If you’re looking for a healthy brown bag option, this sesame soba noodle salad is perfect to make on Sunday and eat for lunch all week long. Since my detox, I’ve been trying to make my weekdays as healthy as possible so that there’s room for all the more hedonism by Friday at 5pm, and veggie main courses like this have been helping me get there.

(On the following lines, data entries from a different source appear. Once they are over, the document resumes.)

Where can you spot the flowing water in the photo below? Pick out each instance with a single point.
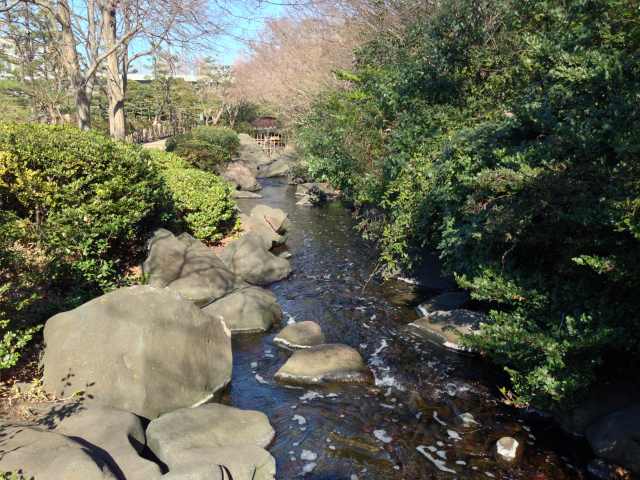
(406, 426)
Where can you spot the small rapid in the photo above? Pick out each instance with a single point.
(430, 414)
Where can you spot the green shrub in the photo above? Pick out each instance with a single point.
(205, 147)
(76, 210)
(505, 138)
(202, 199)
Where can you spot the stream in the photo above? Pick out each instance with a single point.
(407, 425)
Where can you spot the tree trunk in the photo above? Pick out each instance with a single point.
(83, 107)
(116, 79)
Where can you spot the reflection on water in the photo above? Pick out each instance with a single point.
(410, 425)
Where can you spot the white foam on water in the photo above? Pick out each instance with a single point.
(300, 419)
(439, 464)
(437, 419)
(311, 395)
(308, 455)
(382, 436)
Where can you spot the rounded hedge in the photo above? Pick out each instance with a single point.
(86, 201)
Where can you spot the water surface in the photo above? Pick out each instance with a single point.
(407, 426)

Cold Sesame Soba Noodle Salad with Cabbage Slaw
- 1/4 cup gluten-free tamari or soy sauce
- 1/4 cup rice vinegar divided
- 2 tablespoons toasted sesame oil
- 2 garlic cloves minced
- 2 tablespoons raw honey
- 1 teaspoon Sriracha
- 1/2 head Napa cabbage about 4 cups, shredded
- 1 red bell pepper seeded and thinly sliced
- 2 scallions thinly sliced
- 8 ounces gluten-free buckwheat soba noodles
- Black sesame seeds optional, for garnish
- In a large bowl, whisk together the tamari, vinegar, sesame oil, garlic, honey and sriracha. Add the cabbage, pepper and scallions; toss to combine.
- Meanwhile, bring a large pot of water to boil. Cook the soba noodles according to package directions and rinse under cold water. Add to the cabbage mixture and gently toss.
- Transfer the cold sesame soba noodle salad to a serving plate and garnish with sesame seeds, if using.